Termination Detection Algorithm in Distributed System

In this tutorial you are going to learn about Termination Detection Algorithm in Distributed System.

Introduction

The termination detection algorithm was introduced by ‘Francez, Dijkstra and Scholten’.

Termination detection algorithm is a Fundamental problem technique to determine if a distributed computation has terminated.
Since no process has a complete knowledge of the global state and the global time does not exist, it is a non trivial task.
Locally terminated is a state in which a process has finished its computation state and will not restart any action unless it has received a message.
In the termination detection problem, a particular process must infer when the underlying computation has terminated.

The termination detection algorithm ensures that the execution of the algorithm can not be indefinitely delay underlying computation.

Termination detection using distributed Snapshots by “ST Huang” (1989)

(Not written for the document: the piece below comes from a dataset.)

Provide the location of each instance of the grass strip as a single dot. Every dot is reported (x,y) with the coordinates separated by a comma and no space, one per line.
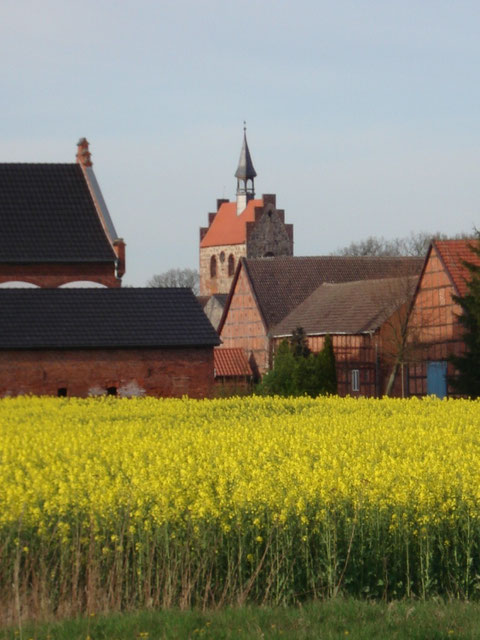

Assumption that the termination detection algorithm has a logical bidirectional communications channels.
The communication channels lies between every pair of the processes.
Communication channels are reliable but non-FIFO.
Message delay is arbitrary but finite.

Main Idea

When a process goes from active to idle, it requests all other processes to take a local snapshot.
A request is successful if all processes have taken snapshot for it.
The requester is successful, a global snapshot of the request can thus be obtained and the recorded state will indicate termination of the computation.

Formal Description

Each process that is, i maintains a logical clock which is denoted by x, will be initialized to zero at the start of the computation.
A process increments its x once, whenever it becomes idle.
A message sent by a process at its logical time x is of the each process synchronizes its logical form b(x).
A control message that requests the process to take local snapshot issues by process I at its logical time x is in the form R(x, i)
Each process synchronizes its logical clock x loosely with the logical clocks x’s on other processes in such a way that it is the maximum of the clock values ever received or sent in messages.
A process maintains a variable k such that when the process is idle, (x, k) is the maximum of the values (x, k) on all the messages R(x, k) ever received or sent by processes.
Logical time is compared as follows (x, k)>(x`,k`) iff(x>x`)or(x=x`) and (k.k`) i.e a tie between x and x` is broken by the process identification numbers k and k`

Algorithm

The algorithm is defined by the following four rules.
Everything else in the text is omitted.